Sublime? Ridiculous? - You choose

A bit of a change from Wednesday’s Mikado – Glyndebourne’s Parsifal.

This was the opera that John Christie wanted to open his new opera House in his family home of Glyndebourne in 1934 – and its first performance there was eventually managed in 2025!

It’s not a production that Wagner (or particularly his wife Cosima, tender of the flame), would have recognised.

Set in what appears to be a large, gloomy, country house in (broadly) 1882 (the date of its first production) it eschews the magical and totemic apparatus of the Grail and the Spear under a pall of Catholicism and humanism.

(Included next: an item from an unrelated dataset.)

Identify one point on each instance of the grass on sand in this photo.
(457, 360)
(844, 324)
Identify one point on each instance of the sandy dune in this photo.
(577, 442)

The Knights of the Grail become grey attendants, the flower maidens drab governesses. Lit almost completely from behind, shadows are cast downstage and the apron is in gloom.

The original’s antisemitism is swept away (and not a bad thing, I should add).

Only the second act offers movement and action, the first and third might have been offered as a concert performance (other than a very moving foot washing between Parsifal and Kundry – where the sensuality of Act 2 becomes chastely tender in Act 3). But the direction (Acts 1 and 3) did encourage the thought that maybe they could all get a move on.

I’m afraid that Titurel’s burial could only be described as portentous; hardly alleviated by a surprising snow storm (we already know that it is now spring) actually inside the house and over Amfortas’s bed!

But the music! Robin Ticciati with the London Philharmonic Orchestra squeezes the most he can from the score, (no hit tunes there, but immensely moving) and Daniel Johansson (Gurnemanz); and Kristina Stanek (Kundry) are particularly notable, as is, in a smaller way, the indomitable Sir John Tomlinson as Titurel.

In many ways Parsifal has always been problematic, an attempt by Wagner to hang a set of somewhat weird ideas onto a vehicle (Christian mysticism and Arthurian legend) which he was far less comfortable with than Norse and Germanic myth.

What was done was done well (I didn’t mind the escape from armoured knights and semi-pagan totem worship) – but was it worth doing?